Longo's interest in the supernatural started one evening years ago, during a routine game of hide-and-seek near his boyhood home on the near North Side. "I saw something that just blew me away," he says. "It looked like a person, but there couldn't have been a person there. It looked lit up, but it was in total darkness. I didn't feel I was in any danger, but I was so startled I ran screaming. So I started to wonder about people who saw these things and didn't run."
That definition applies to Doug and Bev Elliott, former owners of the Three Mile House in Edwardsville, Ill., one of Longo's favorite hauntings. (The house no longer exists, having been largely destroyed by fire in 1985 and later demolished.) "They bought this old hotel that had been a coach stop," Longo says. "Now, they were nonbelievers, but their young daughters believed there were ghosts in the hotel. That's not unusual; young people seem to have a tendency to pick these things up. It's like a sixth sense.

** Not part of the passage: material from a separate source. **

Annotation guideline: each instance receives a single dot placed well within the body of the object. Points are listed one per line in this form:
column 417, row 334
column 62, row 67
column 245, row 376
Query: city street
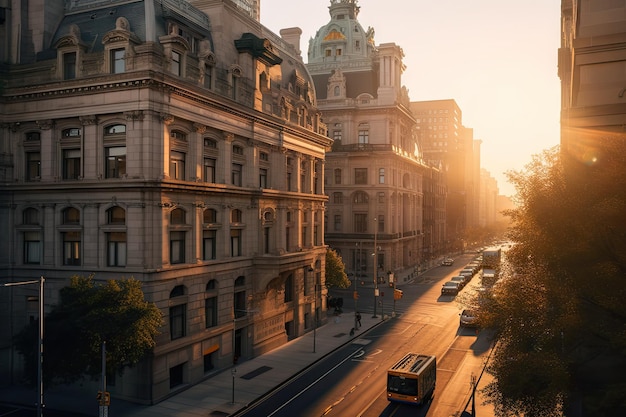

"Well, eventually the parents believed, too. They reluctantly came to admit that there were 11-and-a-half spirits in the house." (Uh -- half a spirit? Longo says that in believer terms, a half-spirit is one that only manifests partially, such as a spectral hand or headless ghost.) Like the Pointers, the Elliotts ran their haunted house as a restaurant, serving creepy ambience along with steaks and salads.
Longo now counts the Elliotts as good friends among the many he has made in the course of his wanderings and through his books. "People have really been gracious and kind," he says. "Surprisingly so." Longo stays in touch with many of them after he moves on, building a network of friends across the haunted Midwest. "We get these wonderful letters from all over," he says, clearly pleased. "Our readers have been so loyal."
For his part, he tries to respect his subjects, which sometimes means leaving a supremely creepy story out of his books if it violates anyone's privacy. "We've always respected the storytellers," Longo says. "Some people initially think we're there to mock them, but we're always very careful about the parameters that they set. If there's something they don't want to talk about, we drop it."